Growing up as a Hawthorn fan there was an expectation that the team would be playing on the last Saturday of the season. I remember, in the mid 80s, many a debate with fellow Hawk fans discussing which team would be our grand final opponent. These conversations would usually take place in April/May. We weren’t cocky, just pragmatic. And it’s felt a bit that way this season. I bought a gold membership before the season started to make sure of a grand final ticket if we got through. It’s nice to be proven right.
While Saturday night’s game ended up routine enough, I’d been a bit edgy all week. The Hawks had clearly been the second best team all year, so the expectation was that at the very least we should be playing off in a grand final. I felt we were clearly a superior team to the Saints, but what if we got it wrong on the night? What if Riewoldt caught fire? What if Hudghton blanketed Buddy and we couldn’t find any of our other forwards? What if those maggots in white, green, red, yellow or whatever colour they were going to be wearing decided to murder us like they did in the 2001 prelim?
Despite a narrow lead at quarter time there were still some concerns. Hodgey had clearly done some rib damage while Buddy had gone off nursing a sore thumb. St Kilda’s two goals had come from dodgy 50 metre penalties, although this was offset by the fact that three of our four goals came from free kicks. I can’t remember the last time that happened.
The start of the second term was tight, both teams trying to gain the ascendancy. And then we exploded. Hodgey was inspirational, Bateman was stitching up Dal Santo, Roughy pulled a goal out from his ample backside and then Crawf slotted one from the boundary line. The wash up, seven goals to one and a near eight goal lead at the main break.
Supporters around us were already talking about next week. An annoying pair of Hawk ‘fans’ behind us (I use the word fans loosely as they seemed to be bagging a large chunk of those players wearing brown and gold) discussed how they might get hold of a ticket. I hoped that they would miss out - if we got through because I wasn’t declaring anything yet. Maybe, when you wait so long for something you tend to become more cautious as it gets closer, a bit like Peter Costello and the Liberal leadership.
Even with the side more than eleven goals in front half way through the third quarter I refused to acknowledge that a spot in next week’s game was now a certainty. In fact, it wasn’t until ten minutes into the last quarter that I turned to my wife and uttered unconvincingly “I think we’re going to a grand final”.
When the siren finally sounded, all those nagging doubts had been dispelled. The game plan stood up, Riewoldt was well held by Gilham and Croad, Buddy kicked just one goal but Willo bobbed up with five and we had nine different goalkickers and for the first time in about four months, we won the free kick count. The all important scoreboard showed a comfortable nine goal advantage and as the club song blared from the loudspeakers circling the ground, I allowed myself to soak it all in. But the feeling of euphoria that I thought would envelope me didn’t eventuate.
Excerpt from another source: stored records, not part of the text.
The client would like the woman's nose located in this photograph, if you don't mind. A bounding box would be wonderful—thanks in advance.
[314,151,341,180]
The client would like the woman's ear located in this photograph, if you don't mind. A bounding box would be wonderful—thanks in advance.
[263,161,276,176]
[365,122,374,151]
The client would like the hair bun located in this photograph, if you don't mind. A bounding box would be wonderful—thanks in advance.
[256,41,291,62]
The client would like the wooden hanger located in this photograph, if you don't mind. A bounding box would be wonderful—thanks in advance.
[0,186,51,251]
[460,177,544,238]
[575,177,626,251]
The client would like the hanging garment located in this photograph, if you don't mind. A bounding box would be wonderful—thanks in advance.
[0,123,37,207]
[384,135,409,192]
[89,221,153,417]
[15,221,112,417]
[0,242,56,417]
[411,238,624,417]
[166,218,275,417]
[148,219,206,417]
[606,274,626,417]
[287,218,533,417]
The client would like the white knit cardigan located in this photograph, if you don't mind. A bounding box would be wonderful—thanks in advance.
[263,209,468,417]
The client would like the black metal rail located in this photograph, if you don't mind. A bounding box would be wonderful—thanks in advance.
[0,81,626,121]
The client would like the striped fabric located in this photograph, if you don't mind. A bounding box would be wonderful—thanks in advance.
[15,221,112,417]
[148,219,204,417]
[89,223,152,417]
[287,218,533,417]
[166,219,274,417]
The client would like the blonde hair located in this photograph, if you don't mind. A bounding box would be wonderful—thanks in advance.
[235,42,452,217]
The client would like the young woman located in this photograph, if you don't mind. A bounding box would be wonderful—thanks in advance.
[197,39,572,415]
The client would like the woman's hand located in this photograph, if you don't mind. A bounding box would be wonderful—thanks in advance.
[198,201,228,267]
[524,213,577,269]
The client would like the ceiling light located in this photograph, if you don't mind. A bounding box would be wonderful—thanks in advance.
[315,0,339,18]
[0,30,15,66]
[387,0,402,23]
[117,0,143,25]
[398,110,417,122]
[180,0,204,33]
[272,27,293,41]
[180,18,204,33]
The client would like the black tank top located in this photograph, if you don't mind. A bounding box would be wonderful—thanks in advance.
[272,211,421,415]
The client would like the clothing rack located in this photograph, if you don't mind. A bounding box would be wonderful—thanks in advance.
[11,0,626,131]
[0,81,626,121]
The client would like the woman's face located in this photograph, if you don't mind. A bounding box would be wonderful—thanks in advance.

It was more a sense of relief that we had franked our season’s form.
Now, the nervousness of last week has been replaced by… the nervousness of this week. Making a grand final is nice but old William Ellis Green (aka Weg) doesn’t produce posters for the losers.
Geelong and Hawthorn have been the best two sides this season by a considerable margin. Between them they have won 42 games (the most ever by the sides playing off in a grand final). And while Geelong have an imposing record going in, Hawthorn’s doesn’t suffer much in comparison, having won just one less game than Geelong had to the same stage last season. Both sides have played the Bullies and Saints in the finals, the Cats winning by a combined 87 points, the Hawks 105.
There has been a lot of talk about the classic ’89 playoff between these two sides and while the game is vastly different now to then, to pinch a phrase Anthony Hudson used a couple of grand finals ago, let’s hope that the sequel is even better than the original – and naturally, with the same result.